Monday morning dawned as all of our mornings in "Peters" did-- cloudy with a chance of (not meatballs, but rather) snow and serious wind. We started out at a stature Catherine the Great had built to honor Peter the Great, and Jon explained about the latter's determination to great this city he named for himself as part of a major effort to open up Russia to Western influence and culture. You can see the results of that all over town. Our next stop was the Peter and Paul Fortress, which, among other things, demonstrates its non-Russianness through a church with a major spire and a clock on it: such things are more or less unheard of on traditional Russian Orthodox buildings. We wandered through the chapel and along the water; sights included a roomful of Romanovs, more untraditional church sights (including a partially see-through dividing screen-- they're supposed to be solid, and only the priests can go behind them), and a very unflattering statue of Peter the Great.
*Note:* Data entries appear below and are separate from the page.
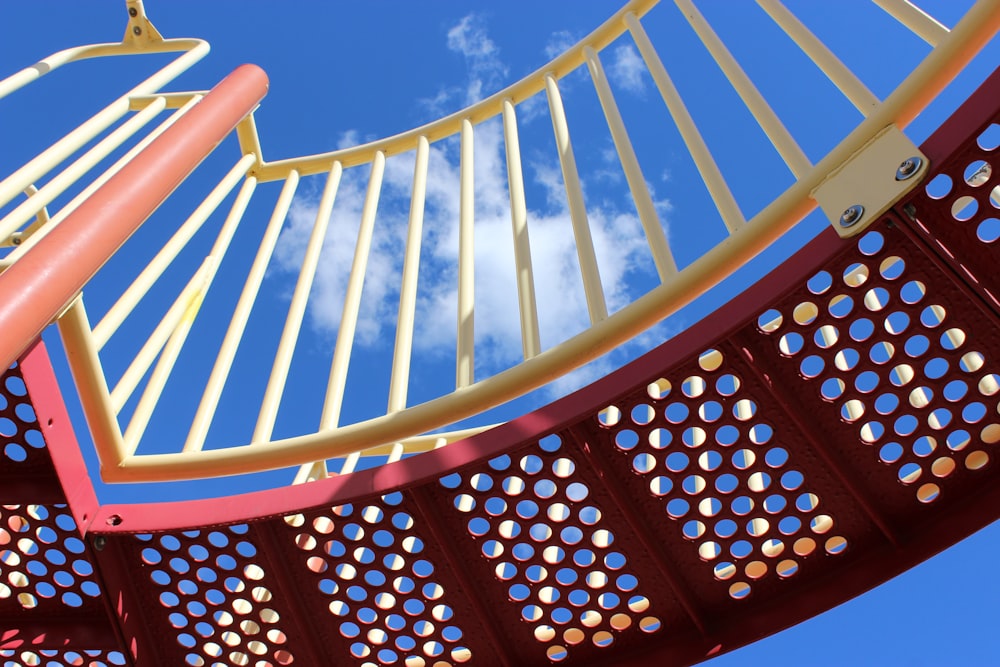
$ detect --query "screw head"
[840,204,865,227]
[896,156,924,181]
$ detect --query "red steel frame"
[0,65,268,368]
[0,66,1000,665]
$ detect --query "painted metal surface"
[0,0,1000,482]
[0,66,1000,666]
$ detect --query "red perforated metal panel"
[0,65,1000,667]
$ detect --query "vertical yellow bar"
[389,137,430,412]
[251,162,344,444]
[545,73,608,324]
[320,151,385,429]
[503,100,542,359]
[625,13,746,233]
[583,46,677,283]
[183,169,299,452]
[455,119,476,389]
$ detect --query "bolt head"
[840,204,865,227]
[896,157,924,181]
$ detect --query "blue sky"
[0,0,1000,665]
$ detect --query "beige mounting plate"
[810,125,928,238]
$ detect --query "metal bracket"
[809,125,929,238]
[122,0,163,46]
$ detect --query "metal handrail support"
[0,65,268,368]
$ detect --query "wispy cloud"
[276,15,669,402]
[607,44,647,95]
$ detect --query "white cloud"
[607,44,646,95]
[276,15,669,402]
[545,30,579,60]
We next got to see our first real Lenin statue-- the iconic one in front of the Finland train station, with his arm extended in oratorical gesticulation towards the people. I liked that he wears an overcoat-- you need it!

After lunch, my new friend Nadine (a Jewish vegetarian journalism major from New Jersey, so we had to be friends) and I went to the recommended souvenir market, where we spent an hour or so haggling with a couple of the zillion sellers of nesting dolls, Soviet-encrusted memorabilia, and so forth. I ended up with a gorgeous set of matriyoshkas for myself, as well as presents for a few people. You know who you are. We tried to go to a couple of museums, but the first one was closing, and Nadine realized outside of the second one that she'd left her camera at the first. Fortunately, a kind security guard understood just enough gesticulation and English to return the camera, no bribes necessary (we'd been warned).

With most museums around closing time, we instead bought tickets to see the inside of the Church of Our Savior on Spilled Blood. I was worried any interior would be a letdown after its incredible outside, but apparently its architects anticipated this and made sure that the inside was covered in spectacular mosaics on a gorgeous blue background with just enough geometric shapes about for me to sneak a few clandestine photos without incorporating too much New Testament.

We ended up at the trendy Café Zoom for dinner on our own, which was delicious and fun, minus a pair of Russian girls roughly our age who kept taunting us from the other end of the room for speaking English. Kind of rude. We decided we didn't care if their country ever got a democratic government, so there!